O encarregado correu para a porta e ficou no limiar. Um ruído de vozes, de passos, de mais gritos, soou como cântico sinistro, e tudo se transformou em caos repentino.
- Depressa! Depressa! Há fogo!
"...Havia bastante tempo que ele notava as constantes digressões das duas jovens, logo após o saírem da escola. Admirado e confuso, havia decidido segui-las e espiar-lhes os movimentos.
O dia estivera chuvoso, e o cair da tarde anunciava-se tempestuoso. E foi com bastante dificuldade que as pequenas conseguiram a aquiescência das mães para sairem, com aquele tempo. Rapidamente haviam juntado, às escondidas, a comida que habitualmente levavam ao seu "Príncipe", e correram em direcção ao bosque, quando já afastadas dos possíveis olhares da senhora Vasconcelos. A protegê-las da chuva, um grande chapéu pertencente ao pai de Ana Maria.
Sem hesitar, e indiferente à molhadela que iria apanhar, João Manuel seguiu-as, correndo junto às paredes. No seu olhar, um brilho mesclado de curiosidade e incompreensão. Não fazia a mais pequena ideia do local para onde se dirigiam. Pouco depois, viu-as desaparecer por entre os rochedos que se erguiam altos para além do arvoredo.
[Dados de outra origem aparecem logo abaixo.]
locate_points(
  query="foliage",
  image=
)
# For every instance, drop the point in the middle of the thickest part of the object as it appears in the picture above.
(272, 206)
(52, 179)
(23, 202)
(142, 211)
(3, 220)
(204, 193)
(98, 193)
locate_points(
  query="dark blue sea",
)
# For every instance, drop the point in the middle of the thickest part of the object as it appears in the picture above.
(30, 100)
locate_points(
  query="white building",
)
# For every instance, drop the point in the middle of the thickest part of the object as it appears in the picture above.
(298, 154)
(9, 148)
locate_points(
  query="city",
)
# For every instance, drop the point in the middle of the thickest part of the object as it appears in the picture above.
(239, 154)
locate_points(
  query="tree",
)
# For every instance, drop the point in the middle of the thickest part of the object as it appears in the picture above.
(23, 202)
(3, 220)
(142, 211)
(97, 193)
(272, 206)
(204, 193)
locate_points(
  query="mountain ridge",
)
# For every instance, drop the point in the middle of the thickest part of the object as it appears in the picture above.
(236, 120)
Quando se aproximou o suficiente, chegou-lhe ao ouvido as vozes das duas garotas:
- Meu pobre "Príncipe"!... - dizia Alice, naquele momento. - Vais passar muito frio hoje, se a noite continuar assim...
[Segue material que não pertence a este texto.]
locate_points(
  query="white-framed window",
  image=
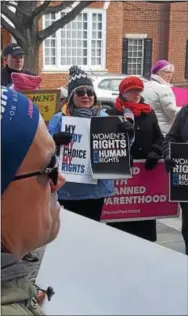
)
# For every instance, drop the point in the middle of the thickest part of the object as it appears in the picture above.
(135, 56)
(81, 42)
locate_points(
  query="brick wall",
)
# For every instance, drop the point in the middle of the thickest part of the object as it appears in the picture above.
(166, 24)
(114, 37)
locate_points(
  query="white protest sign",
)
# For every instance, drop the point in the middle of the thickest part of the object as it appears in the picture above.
(95, 269)
(75, 157)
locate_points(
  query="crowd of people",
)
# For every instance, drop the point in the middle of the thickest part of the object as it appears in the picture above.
(32, 188)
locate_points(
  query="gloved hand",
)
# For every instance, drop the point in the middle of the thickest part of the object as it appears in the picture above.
(62, 138)
(127, 127)
(169, 164)
(152, 160)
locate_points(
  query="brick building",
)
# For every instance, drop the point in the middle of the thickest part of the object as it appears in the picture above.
(117, 37)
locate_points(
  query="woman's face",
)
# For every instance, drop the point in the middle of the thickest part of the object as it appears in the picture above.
(166, 75)
(132, 96)
(84, 97)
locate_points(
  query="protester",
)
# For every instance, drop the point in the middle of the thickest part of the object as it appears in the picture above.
(178, 134)
(158, 93)
(147, 143)
(84, 199)
(29, 206)
(14, 58)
- Já podíamos ter trazido qualquer coisa para o agazalhar...
- Isto aqui é frio. O chão está húmido e lá dentro deve ser a mesma coisa.
- E está escuro...
Alice olhou para fora e viu que tinha parado de chover.
- Olha! Já não chove!...
- Então, vamos aproveitar...
Quando Ana Maria se levantava para seguir a amiga, a figura de João Manuel recortou-se na entrada, obrigando-a a deter-se.
- Que queres daqui? - perguntou-lhe, irritada.
Ele não respondeu. Limitou-se a percorrer a caverna com o olhar, detendo-se no cão que tinha parado de comer, ao sentir a presença de um estranho.
Alice avançou para ele. Na sua mente, a irritação de lhe terem descoberto o segredo, que durante tanto tempo lhes pertencia.
- Rua! - quase gritou, agarrando-lhe a camisa.
O ar jactancioso que o levara ali caíu por terra, ao notar os gestos pouco amigáveis das duas amigas.
- Rua, já disse! - tornou Alice, empurrando-o para fora.
O rapaz ia ripostar, quando o ribombar dum trovão lhe feriu os ouvidos. Instantâneamente, uma chuva grossa caíu com ruído, enfuscando o dia ainda mais.
Ao ver o medo estampado nos rostos das duas garotas, João Manuel "cresceu" para elas, acusando:
- De quem é o cão? Roubaram-no?...
Elas pareceram acordar.
- Não! Não roubámos nada! Encontrámo-lo ferido!...
- Não acredito! - E avançou, arrogante.
Desta vez, foi Ana Maria que lhe tolheu o passo, agarrando-o com as duas mãos. E quando Alice avançava também para ele. o "Príncipe" roucou primeiro, ladrou depois, atirando-se repentinamente sobre ele.
João Manuel recebeu o impacto do cão, caíu no solo, gritando, e as duas jovens precipitaram-se ao mesmo tempo, agarrando a corda que prendia o animal.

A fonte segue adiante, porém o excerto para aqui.